L’inscription d’une variété dans le « Catalogue Officiel des Espèces et Variétés » est indispensable pour sa commercialisation et c’est de cette inscription que les industriels de la semence tirent actuellement leur situation de monopole. Différents tests doivent être réalisés en vue de cette inscription. Ils portent sur les caractères phénotypiques de la variété. Ils sont dits DHS pour :

– Distinction : la variété doit être distincte de celles qui sont déjà inscrites ;

– Homogénéité : la variété doit être uniforme par rapport à l’ensemble de ses caractères ;

– Stabilité : la variété doit rester identique à elle-même suite aux multiplications successives.

Ces critères DHS permettent d’obtenir un COV, c’est-à-dire un quasi brevet industriel qui protège, pour vingt-cinq ans, la variété de la concurrence et permet l’inscription au Catalogue officiel. Ainsi, le marché des semences est-il dûment verrouillé et réservé aux seules variétés pouvant être appropriées par un COV. La majorité de ces variétés de légumes aujourd’hui inscrites sont des hybrides F1, c’est-à-dire issus de deux variétés distinctes mais qui ne sont pas stables. D’éventuelles plantes de la génération suivante présenteraient donc des caractéristiques totalement disparates et produire des semences au départ d’hybrides F1 n’aurait donc aucun sens. Le jardinier ou le maraîcher qui en utilisent doivent, par conséquent, racheter leurs semences, chaque année, au semencier qui les produits.

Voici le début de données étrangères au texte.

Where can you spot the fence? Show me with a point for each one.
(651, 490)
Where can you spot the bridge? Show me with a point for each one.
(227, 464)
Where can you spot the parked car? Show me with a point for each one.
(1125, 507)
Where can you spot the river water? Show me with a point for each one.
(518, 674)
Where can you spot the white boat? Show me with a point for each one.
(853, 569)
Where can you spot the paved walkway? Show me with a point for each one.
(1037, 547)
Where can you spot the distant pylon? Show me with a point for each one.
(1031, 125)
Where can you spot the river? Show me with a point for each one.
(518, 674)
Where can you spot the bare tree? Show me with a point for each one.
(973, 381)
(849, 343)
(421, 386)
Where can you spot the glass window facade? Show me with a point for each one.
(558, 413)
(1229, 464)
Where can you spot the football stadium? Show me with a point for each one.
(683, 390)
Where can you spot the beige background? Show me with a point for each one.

Publié en 2006, le Catalogue français des espèces et variétés potagères permet d’évaluer l’érosion des variétés traditionnelles au profit des hybrides :

– asperge : 23 hybrides et 2 traditionnelles ;

– aubergine : 28 hybrides et 4 traditionnelles ;

– carotte : 82 hybrides et 12 traditionnelles ;

– chicorée witloof : 36 hybrides et 1 traditionnelle ;

– chou brocoli : 8 hybrides et aucune traditionnelle ;

– chou de Milan : 21 hybrides et 5 traditionnelles ;

– chou-rave : 2 hybrides et aucune traditionnelle ;

– chou rouge 7 hybrides et 2 traditionnelles ;

– concombre 39 hybrides et 3 traditionnelles ;

– enfin, pour la tomate : 390 variétés hybrides et 19 variétés fixées, dont la ‘Saint-Pierre’, la seule de cette longue liste à être parfois cultivée par les jardiniers bio…

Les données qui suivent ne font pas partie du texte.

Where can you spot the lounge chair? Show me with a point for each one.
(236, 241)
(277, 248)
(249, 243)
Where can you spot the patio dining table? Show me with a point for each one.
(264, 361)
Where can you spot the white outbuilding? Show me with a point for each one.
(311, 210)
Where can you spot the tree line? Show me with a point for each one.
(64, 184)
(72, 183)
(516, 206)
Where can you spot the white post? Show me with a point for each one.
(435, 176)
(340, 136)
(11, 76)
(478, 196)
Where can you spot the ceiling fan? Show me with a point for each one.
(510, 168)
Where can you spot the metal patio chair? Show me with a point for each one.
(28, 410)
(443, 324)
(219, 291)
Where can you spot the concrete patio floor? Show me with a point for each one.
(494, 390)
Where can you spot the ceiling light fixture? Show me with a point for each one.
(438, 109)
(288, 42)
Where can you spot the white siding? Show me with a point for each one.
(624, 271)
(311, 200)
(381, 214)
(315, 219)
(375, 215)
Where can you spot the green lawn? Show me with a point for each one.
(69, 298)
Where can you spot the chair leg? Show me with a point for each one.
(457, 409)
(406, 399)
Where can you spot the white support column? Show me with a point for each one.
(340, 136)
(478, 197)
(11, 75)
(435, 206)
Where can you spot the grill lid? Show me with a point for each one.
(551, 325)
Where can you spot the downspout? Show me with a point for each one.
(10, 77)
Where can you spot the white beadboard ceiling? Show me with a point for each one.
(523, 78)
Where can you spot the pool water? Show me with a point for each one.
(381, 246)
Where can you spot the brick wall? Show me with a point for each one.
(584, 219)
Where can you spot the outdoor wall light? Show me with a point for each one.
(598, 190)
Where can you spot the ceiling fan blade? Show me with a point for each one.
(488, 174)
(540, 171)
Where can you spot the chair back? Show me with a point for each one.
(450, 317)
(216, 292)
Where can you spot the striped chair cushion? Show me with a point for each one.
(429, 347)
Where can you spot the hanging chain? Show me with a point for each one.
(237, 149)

Pour l’agro-industrie, la fabrication d’une variété ne vise qu’à augmenter la rentabilité et à faciliter sa commercialisation, sans jamais se soucier des qualités gustatives et nutritives. Pour ne prendre qu’un seul exemple, concernant la tomate, le caractère « durée de conservation » évalue la fermeté sur des fruits cueillis alors que la couleur verte a disparu sur la moitié de leur surface ! Et l’observation peut se prolonger pendant cinquante-six jours. Il est donc possible d’acheter aujourd’hui, dans la grande distribution, des tomates cueillies… deux mois plus tôt !

Se réapproprier le travail de caractérisation

Il est très important de distinguer les objectifs qui animent les artisans-semenciers – les « sentinelles » actives dans la sauvegarde du patrimoine – et les jardiniers, de ceux que poursuivent l’UPOV et, avec elle, les géants de l’agro-industrie qui recherchent un monopole commercial.

Pour les défenseurs de la biodiversité cultivée, la caractérisation présente différents intérêts. Elle participe, tout d’abord, au maintien des variétés populations, mais sans les brider, afin de permettre une coévolution, sous l’action des terroirs et de l’Homme. Il s’agit de s’assurer que les variétés multipliées sur le long terme correspondent bien à un socle de caractéristiques lié à la variété de départ, et de fixer des balises à une sélection conservatrice in situ qui sera nécessairement « évolutive » par rapport à son environnement. Leur grande résilience leur permet, en effet, de s’acclimater, de s’adapter au milieu, tout en répondant à des pratiques et des besoins locaux, aux attentes du consommateur, en ce qui concerne les qualités nutritives et gustatives, mais aussi au grand défi que représente la perspective d’une adaptation au changement climatique.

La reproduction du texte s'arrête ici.